Extraits d’une lettre à Charles Salomon ami de l’école normale, 23 août 1880

« Mon cher ami,

Me voilà donc agriculteur. Je n’ai pas mis pourtant la main à la charrue ; j’ai bêché un peu dans le jardin, mais je dois avouer humblement que, pour un paysan, je sue trop vite. Je me promets pourtant de tracer quelques sillons ; il sortira de moi quelque chose, blé, avoine ou maïs ; j’aimerais mieux que ce fût du blé ; je serais un des nourriciers de l’espèce humaine. Il est vrai que jusqu’ici nos vaches ont surtout travaillé à l’aire pour battre le grain ; c’est en automne, une fois les maïs coupés, qu’elles feront les grands travaux de labour, et alors, avec les journées moins chaudes, je commanderai à l’ombre d’agrandir mon geste jusqu’aux étoiles. […]

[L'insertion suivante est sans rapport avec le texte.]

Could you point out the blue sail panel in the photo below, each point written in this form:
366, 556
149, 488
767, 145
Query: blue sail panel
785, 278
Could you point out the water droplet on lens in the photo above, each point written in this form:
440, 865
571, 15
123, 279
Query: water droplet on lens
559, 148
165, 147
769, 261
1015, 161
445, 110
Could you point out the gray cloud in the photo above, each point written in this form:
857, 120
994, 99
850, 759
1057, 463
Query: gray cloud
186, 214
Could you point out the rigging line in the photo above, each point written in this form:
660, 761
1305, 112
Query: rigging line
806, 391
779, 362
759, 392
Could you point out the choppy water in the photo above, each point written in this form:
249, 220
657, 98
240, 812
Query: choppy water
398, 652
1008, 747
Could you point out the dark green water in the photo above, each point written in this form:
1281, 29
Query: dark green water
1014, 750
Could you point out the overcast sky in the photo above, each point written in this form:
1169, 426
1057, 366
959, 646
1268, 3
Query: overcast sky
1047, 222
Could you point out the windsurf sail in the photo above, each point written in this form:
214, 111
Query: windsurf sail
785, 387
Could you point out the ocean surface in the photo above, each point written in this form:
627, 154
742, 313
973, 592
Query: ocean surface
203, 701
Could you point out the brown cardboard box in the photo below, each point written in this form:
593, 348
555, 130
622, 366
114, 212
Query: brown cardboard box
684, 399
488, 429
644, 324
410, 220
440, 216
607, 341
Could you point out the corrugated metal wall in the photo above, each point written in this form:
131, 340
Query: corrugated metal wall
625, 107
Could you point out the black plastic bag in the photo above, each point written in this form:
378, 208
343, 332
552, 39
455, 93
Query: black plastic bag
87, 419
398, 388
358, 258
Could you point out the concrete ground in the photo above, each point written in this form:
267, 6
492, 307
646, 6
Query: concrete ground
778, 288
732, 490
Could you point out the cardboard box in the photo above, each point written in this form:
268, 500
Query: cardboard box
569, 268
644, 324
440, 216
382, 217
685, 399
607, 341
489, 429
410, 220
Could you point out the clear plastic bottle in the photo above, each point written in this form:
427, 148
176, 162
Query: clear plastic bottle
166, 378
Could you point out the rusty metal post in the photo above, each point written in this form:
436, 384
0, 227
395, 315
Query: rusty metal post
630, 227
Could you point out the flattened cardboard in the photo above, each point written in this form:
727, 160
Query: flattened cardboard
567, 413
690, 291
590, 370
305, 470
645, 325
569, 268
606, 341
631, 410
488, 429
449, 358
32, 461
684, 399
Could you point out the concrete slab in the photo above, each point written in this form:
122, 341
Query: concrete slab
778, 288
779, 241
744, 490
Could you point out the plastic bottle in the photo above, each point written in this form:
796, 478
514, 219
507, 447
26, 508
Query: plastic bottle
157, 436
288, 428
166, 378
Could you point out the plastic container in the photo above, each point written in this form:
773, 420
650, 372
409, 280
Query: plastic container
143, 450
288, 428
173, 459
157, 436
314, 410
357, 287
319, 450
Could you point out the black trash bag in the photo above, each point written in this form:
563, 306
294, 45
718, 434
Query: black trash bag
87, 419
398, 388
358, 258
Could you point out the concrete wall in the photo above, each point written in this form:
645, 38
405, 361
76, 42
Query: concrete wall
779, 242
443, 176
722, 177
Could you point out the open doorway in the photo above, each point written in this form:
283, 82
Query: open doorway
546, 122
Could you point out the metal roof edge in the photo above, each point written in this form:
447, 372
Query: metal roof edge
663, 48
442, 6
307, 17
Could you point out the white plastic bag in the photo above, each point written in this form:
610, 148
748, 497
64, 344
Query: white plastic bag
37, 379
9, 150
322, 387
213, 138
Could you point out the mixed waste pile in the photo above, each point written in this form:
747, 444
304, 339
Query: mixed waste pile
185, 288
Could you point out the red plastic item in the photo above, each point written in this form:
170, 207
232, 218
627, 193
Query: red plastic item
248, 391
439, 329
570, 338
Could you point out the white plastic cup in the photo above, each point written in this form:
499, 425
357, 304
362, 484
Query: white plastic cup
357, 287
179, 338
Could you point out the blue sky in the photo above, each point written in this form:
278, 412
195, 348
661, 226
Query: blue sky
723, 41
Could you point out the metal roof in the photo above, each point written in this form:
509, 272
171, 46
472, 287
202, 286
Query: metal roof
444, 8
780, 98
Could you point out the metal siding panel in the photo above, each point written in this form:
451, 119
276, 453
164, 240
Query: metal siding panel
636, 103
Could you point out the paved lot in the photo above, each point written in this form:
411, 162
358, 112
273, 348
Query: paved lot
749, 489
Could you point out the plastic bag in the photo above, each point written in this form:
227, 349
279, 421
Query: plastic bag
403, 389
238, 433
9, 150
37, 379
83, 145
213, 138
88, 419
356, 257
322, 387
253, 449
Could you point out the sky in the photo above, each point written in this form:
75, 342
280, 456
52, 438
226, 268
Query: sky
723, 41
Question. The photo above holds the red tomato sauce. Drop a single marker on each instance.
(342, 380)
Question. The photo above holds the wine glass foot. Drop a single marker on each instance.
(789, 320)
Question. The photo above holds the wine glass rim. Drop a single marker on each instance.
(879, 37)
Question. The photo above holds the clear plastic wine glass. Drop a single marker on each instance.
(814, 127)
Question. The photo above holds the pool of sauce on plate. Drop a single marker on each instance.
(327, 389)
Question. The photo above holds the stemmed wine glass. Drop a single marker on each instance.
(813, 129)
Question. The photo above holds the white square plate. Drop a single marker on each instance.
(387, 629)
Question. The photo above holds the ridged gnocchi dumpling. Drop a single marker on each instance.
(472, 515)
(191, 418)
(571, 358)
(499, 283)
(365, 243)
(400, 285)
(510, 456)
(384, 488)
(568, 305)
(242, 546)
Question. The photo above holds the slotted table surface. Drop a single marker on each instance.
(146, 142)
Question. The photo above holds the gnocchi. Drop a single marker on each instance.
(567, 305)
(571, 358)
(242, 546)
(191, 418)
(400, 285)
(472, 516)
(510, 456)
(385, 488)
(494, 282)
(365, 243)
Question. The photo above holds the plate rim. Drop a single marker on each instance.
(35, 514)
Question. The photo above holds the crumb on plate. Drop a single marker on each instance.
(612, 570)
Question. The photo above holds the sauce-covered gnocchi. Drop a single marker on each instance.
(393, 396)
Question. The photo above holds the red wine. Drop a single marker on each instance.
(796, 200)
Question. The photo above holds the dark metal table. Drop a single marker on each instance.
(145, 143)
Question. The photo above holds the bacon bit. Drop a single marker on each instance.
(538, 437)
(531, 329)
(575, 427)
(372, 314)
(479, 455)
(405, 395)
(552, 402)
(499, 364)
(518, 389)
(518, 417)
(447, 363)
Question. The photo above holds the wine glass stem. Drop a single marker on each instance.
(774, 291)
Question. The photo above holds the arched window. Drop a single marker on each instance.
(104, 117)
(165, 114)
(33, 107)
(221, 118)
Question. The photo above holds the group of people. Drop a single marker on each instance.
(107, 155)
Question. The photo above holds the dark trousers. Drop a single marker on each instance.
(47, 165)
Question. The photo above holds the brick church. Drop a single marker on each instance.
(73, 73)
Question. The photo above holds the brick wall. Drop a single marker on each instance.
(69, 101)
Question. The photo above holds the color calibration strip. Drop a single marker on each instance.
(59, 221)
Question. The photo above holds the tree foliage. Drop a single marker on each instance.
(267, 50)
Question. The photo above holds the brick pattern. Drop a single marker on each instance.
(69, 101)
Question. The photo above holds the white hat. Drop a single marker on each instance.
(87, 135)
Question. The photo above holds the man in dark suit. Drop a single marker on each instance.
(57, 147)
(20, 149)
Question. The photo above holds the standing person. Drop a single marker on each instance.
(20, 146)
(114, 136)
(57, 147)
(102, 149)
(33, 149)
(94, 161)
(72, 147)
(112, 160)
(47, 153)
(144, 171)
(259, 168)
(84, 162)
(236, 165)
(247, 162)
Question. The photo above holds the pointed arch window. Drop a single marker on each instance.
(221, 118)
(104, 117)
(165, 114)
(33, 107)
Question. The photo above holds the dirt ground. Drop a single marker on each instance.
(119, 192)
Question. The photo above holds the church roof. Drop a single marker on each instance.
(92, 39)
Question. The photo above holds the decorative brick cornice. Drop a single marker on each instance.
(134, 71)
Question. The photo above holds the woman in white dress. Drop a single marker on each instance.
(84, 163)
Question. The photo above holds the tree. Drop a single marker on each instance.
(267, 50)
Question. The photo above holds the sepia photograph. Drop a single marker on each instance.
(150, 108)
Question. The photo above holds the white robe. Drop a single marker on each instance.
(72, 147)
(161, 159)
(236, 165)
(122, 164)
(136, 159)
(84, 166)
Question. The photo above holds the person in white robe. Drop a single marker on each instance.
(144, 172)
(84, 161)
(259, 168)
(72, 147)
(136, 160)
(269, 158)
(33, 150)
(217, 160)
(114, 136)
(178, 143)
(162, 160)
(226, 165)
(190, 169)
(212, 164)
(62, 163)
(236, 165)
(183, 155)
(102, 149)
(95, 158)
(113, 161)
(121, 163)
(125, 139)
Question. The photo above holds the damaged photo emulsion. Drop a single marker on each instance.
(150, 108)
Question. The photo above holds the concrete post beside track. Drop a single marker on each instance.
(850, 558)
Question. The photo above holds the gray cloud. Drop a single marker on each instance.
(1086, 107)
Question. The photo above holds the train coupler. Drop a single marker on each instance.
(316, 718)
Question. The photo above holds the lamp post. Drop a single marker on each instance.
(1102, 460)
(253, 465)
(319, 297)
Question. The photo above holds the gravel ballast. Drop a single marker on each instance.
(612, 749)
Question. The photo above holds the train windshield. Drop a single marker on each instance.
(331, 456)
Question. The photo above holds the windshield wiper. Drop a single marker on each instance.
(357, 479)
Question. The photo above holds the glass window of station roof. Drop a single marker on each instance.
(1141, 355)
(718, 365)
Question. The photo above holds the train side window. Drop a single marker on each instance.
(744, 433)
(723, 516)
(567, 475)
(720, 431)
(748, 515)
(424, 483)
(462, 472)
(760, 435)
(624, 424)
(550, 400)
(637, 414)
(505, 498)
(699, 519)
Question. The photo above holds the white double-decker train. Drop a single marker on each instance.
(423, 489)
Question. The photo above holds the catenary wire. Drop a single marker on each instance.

Je trouve qu’il n’y a rien de plus sain pour l’esprit que quelques mois de campagne : pour l’esprit et pour le caractère. Dans cette demi-solitude, on se guérit à peu près de toutes les petites préoccupations d’amour-propre, on n’a plus personne avec qui lutter ; on songe à bien vivre, à bien penser, à bien agir pour son compte, sans vouloir faire mieux que les autres ; on vit d’une manière à la fois plus personnelle et plus désintéressée. On a pour soi, pour ses rêves, pour ses espérances, pour ses ambitions, toute l’étendue de l’horizon, et toute la hauteur du ciel. Pour moi, qui ai un grand plaisir à vivre avec mes camarades, j’ai un plaisir nouveau à me les rappeler : les petits travers ou les petites prétentions inévitables qui, dans la vie en commun, gênent et agacent parfois, s’évanouissent à distance dans une sorte d’air pur et de souvenir embelli. Je ne retiens d’eux que ce qu’ils ont de meilleur, les qualités particulières de leur caractère et de leur esprit, et je me plais à le faire causer ainsi dans ma mémoire, avec abandon et sincérité ; et en vérité je suis heureux quand je songe à tout ce qu’on pourrait cueillir de bon à l’École. »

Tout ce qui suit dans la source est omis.